Yahoo has gone through a number of problems and is currently trying to sell itself. The company’s CEO will receive severance benefits of nearly $55 million if she is terminated without any cause according to a filing with a regulatory agency after Friday’s market had closed.
The payout would be triggered as well by a change in control, which would include the company being sold, according to Friday’s filing.
The potential payout for Mayer includes $3 million in cash severance, $26,325 to continue health benefits, $15,000 for any outplacement and a cool $52 million worth of restricted stock as well as options.
However, that is what Mayer will get if she exits the company. Mayer has already been paid $36 million during 2015 for regular compensation. That total package was down close to 15% from the year before, but still far above the media of $12 million paid to executives in the S&P 500.

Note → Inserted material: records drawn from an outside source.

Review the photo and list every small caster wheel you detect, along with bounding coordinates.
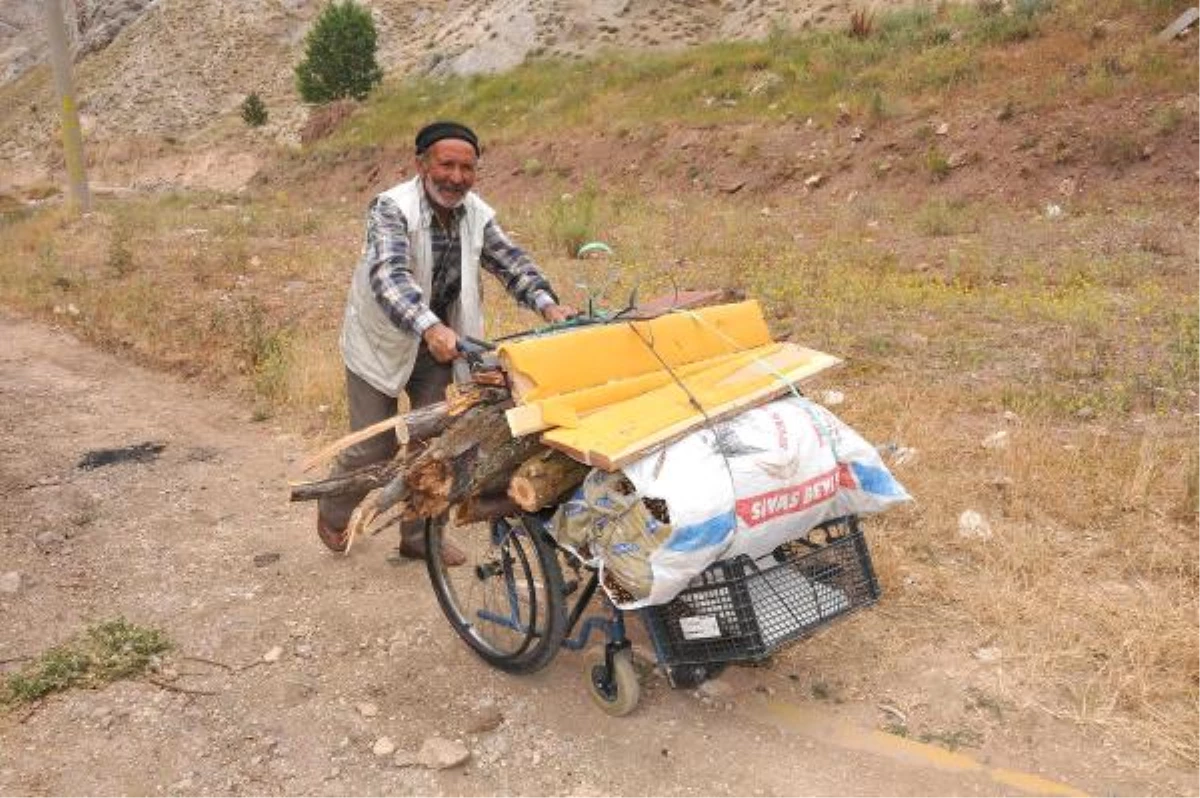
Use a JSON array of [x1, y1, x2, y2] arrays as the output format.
[[583, 648, 642, 718]]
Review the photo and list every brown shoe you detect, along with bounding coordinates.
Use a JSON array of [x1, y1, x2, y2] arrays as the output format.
[[400, 534, 467, 568], [317, 516, 348, 553]]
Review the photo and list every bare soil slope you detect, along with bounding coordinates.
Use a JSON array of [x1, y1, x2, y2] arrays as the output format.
[[0, 319, 1161, 797]]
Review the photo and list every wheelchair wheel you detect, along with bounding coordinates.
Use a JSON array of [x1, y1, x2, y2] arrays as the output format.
[[425, 518, 566, 673], [583, 648, 642, 718]]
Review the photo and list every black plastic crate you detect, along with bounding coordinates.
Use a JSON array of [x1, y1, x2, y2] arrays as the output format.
[[642, 517, 880, 666]]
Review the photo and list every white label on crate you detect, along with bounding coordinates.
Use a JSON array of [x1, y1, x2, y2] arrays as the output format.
[[679, 616, 721, 640]]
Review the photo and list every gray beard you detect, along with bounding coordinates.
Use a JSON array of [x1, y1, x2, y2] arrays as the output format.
[[425, 178, 467, 210]]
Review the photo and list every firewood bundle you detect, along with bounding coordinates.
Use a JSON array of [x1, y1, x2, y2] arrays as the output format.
[[292, 385, 588, 540]]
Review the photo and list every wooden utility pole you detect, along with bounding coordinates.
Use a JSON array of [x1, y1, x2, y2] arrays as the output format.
[[42, 0, 91, 214]]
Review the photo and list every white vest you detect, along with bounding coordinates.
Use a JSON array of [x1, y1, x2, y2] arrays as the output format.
[[341, 176, 496, 396]]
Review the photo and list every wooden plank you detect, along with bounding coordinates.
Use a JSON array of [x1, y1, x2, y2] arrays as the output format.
[[542, 344, 841, 470]]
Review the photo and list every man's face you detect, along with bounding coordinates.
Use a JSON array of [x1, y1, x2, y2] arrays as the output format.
[[416, 138, 479, 208]]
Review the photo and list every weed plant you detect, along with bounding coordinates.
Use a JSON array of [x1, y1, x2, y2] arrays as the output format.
[[0, 618, 170, 704]]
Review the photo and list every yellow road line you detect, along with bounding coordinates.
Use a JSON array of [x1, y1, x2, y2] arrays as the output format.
[[748, 700, 1088, 798]]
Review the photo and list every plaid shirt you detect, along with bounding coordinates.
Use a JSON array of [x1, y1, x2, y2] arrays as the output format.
[[365, 189, 557, 335]]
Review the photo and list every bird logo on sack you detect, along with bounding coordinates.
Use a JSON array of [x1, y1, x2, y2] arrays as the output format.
[[737, 463, 858, 527]]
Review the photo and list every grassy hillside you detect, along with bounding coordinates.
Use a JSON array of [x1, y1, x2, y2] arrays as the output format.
[[0, 0, 1200, 781]]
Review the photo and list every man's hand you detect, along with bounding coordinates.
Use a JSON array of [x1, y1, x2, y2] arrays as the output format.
[[541, 305, 580, 324], [421, 323, 458, 362]]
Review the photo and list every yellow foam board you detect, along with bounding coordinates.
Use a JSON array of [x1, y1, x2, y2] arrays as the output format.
[[499, 301, 770, 404]]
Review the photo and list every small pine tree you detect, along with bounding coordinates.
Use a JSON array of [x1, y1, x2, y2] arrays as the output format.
[[241, 91, 266, 127], [295, 0, 383, 103]]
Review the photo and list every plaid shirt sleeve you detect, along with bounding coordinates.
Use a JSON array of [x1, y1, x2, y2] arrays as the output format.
[[480, 218, 558, 312], [364, 197, 440, 335]]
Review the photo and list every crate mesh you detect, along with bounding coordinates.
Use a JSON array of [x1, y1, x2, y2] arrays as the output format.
[[643, 518, 880, 665]]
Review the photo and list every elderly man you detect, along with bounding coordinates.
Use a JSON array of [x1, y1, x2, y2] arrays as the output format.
[[317, 122, 575, 565]]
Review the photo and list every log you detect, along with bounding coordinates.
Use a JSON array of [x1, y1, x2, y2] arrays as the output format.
[[350, 403, 542, 534], [509, 449, 590, 512], [454, 496, 521, 527], [289, 461, 393, 502], [290, 385, 508, 502], [293, 402, 451, 475]]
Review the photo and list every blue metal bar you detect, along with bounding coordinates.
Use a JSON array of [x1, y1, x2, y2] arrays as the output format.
[[563, 616, 612, 652]]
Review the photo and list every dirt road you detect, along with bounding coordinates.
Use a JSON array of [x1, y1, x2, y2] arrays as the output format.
[[0, 318, 1099, 797]]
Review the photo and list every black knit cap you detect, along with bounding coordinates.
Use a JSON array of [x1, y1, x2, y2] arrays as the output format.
[[416, 121, 479, 157]]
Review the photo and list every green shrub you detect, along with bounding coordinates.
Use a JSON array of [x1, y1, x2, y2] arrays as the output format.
[[296, 0, 383, 103], [0, 618, 170, 704], [241, 91, 266, 127]]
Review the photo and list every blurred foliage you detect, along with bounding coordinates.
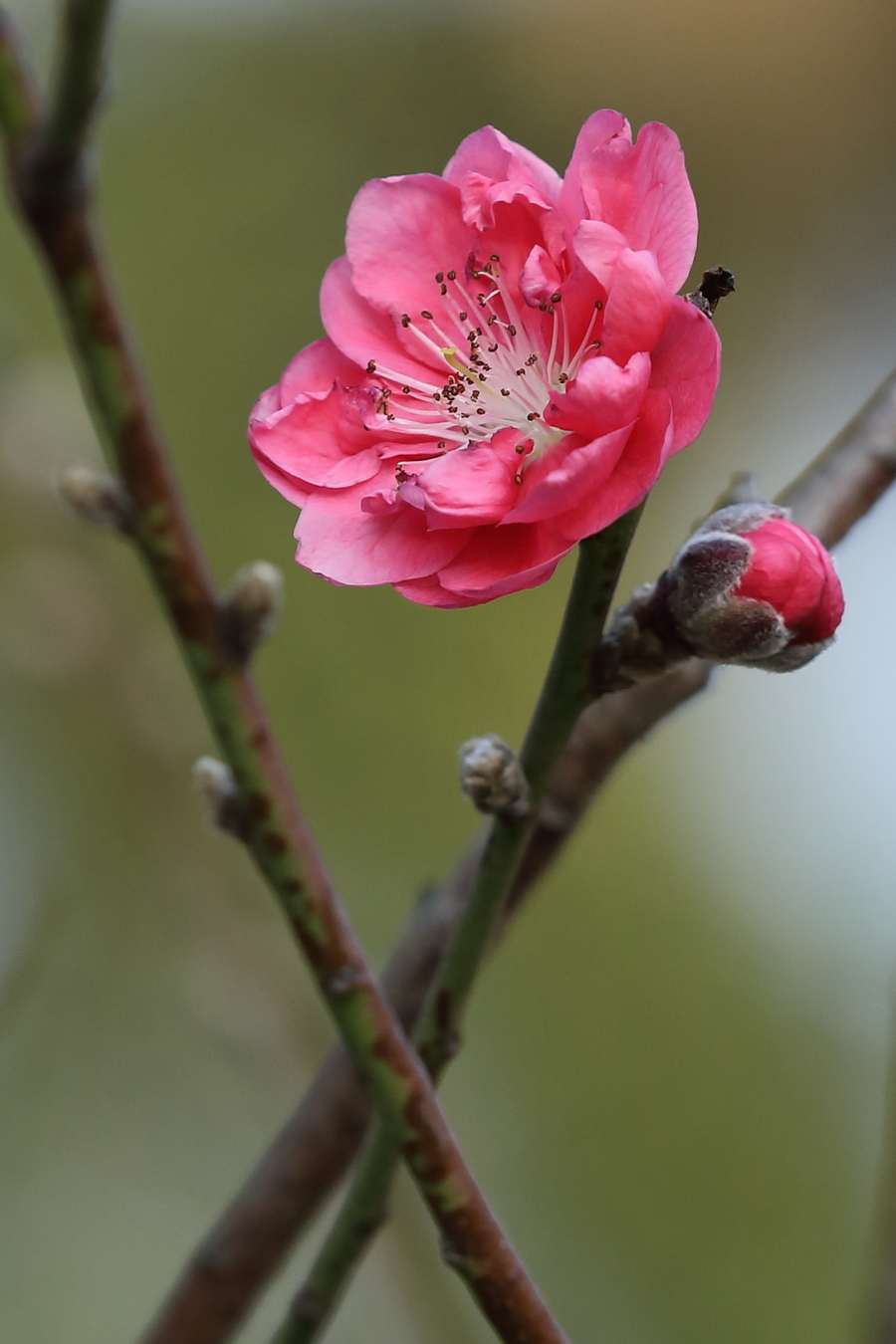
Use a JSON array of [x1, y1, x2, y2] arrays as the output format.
[[0, 0, 896, 1344]]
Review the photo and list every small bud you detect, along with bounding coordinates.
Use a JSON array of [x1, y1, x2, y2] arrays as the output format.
[[660, 504, 843, 672], [193, 757, 246, 840], [458, 733, 530, 821], [57, 465, 133, 533], [222, 560, 284, 663]]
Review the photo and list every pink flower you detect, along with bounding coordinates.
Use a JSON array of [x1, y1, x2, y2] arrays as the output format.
[[732, 518, 845, 645], [661, 504, 843, 672], [249, 112, 719, 607]]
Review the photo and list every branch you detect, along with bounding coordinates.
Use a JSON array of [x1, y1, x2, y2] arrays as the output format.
[[276, 506, 643, 1344], [0, 0, 574, 1344], [136, 357, 896, 1344]]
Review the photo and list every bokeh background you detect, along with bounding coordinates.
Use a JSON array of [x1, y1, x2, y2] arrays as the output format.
[[0, 0, 896, 1344]]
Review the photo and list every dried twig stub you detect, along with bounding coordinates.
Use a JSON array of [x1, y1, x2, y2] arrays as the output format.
[[685, 266, 735, 318]]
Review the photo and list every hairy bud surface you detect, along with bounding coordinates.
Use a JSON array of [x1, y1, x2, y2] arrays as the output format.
[[661, 504, 843, 672]]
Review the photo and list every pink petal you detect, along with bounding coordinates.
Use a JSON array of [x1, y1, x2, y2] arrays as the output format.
[[249, 383, 380, 493], [520, 246, 562, 308], [442, 126, 561, 202], [600, 249, 672, 364], [439, 522, 572, 602], [561, 112, 697, 292], [414, 429, 522, 529], [282, 340, 361, 397], [461, 172, 561, 233], [555, 391, 672, 542], [296, 469, 472, 587], [650, 299, 722, 453], [505, 425, 633, 525], [345, 173, 478, 338], [393, 573, 480, 610], [321, 257, 443, 387], [572, 219, 626, 291], [544, 352, 650, 441], [560, 108, 631, 234]]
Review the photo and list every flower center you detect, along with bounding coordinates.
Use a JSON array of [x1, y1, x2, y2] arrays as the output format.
[[366, 256, 603, 473]]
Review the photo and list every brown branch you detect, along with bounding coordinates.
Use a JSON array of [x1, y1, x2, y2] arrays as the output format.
[[0, 10, 574, 1344], [141, 357, 896, 1344]]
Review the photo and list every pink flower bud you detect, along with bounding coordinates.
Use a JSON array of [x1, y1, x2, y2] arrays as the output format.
[[665, 504, 843, 672], [734, 518, 843, 644]]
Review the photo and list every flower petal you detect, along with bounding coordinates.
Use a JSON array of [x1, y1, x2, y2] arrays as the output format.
[[296, 469, 472, 587], [561, 112, 697, 293], [414, 429, 523, 529], [321, 257, 439, 387], [439, 520, 572, 602], [555, 391, 672, 542], [249, 341, 380, 506], [442, 126, 562, 203], [650, 299, 722, 454], [501, 425, 633, 527], [600, 249, 672, 364], [544, 350, 650, 442], [345, 173, 478, 338]]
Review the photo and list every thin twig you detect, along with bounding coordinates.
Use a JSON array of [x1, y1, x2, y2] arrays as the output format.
[[134, 359, 896, 1344], [0, 0, 562, 1344], [276, 506, 643, 1344]]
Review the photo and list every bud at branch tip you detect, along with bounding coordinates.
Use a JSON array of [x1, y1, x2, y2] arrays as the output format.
[[57, 464, 133, 533], [193, 757, 246, 840], [220, 560, 284, 663], [458, 733, 530, 821]]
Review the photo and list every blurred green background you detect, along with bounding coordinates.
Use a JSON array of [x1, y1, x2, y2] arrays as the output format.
[[0, 0, 896, 1344]]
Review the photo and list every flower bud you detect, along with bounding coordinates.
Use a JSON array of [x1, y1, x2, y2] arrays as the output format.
[[193, 757, 246, 838], [660, 504, 843, 672], [57, 465, 133, 533], [222, 560, 284, 663], [458, 733, 530, 820]]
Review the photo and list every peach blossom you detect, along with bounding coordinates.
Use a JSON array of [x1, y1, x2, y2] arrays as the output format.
[[250, 112, 720, 607]]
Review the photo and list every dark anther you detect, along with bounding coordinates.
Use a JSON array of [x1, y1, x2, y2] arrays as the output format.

Mayer received $42.1 million during 2014, which made her the highest paid female CEO in the Standard & Poor’s 500.
At the same time, shareholders of Yahoo continue suffering. The Yahoo stock value lost about a third in 2015 and shares on Friday were at $36.61.
There is a big reason the stock is headed downward as the company went from earning $7.5 billion during 2014 to losing over $4.4 million during 2015.
Yahoo shares are up over 134% since Mayer joined the company as CEO in July of 2012. However, that is due in its entirety to the company’s stake in Alibaba the giant e-commerce business in China that is worth more than $30.2 billion.
Yahoo’s share in Alibaba is worth nearly as much as Yahoo itself that has a current $34.7 billion market value.
Yahoo has a stake of 36% in Yahoo Japan that is worth more than $967 million as well as holding over $6 billion in cash.
Add that all up and the market looks at the Yahoo business itself as being almost worthless.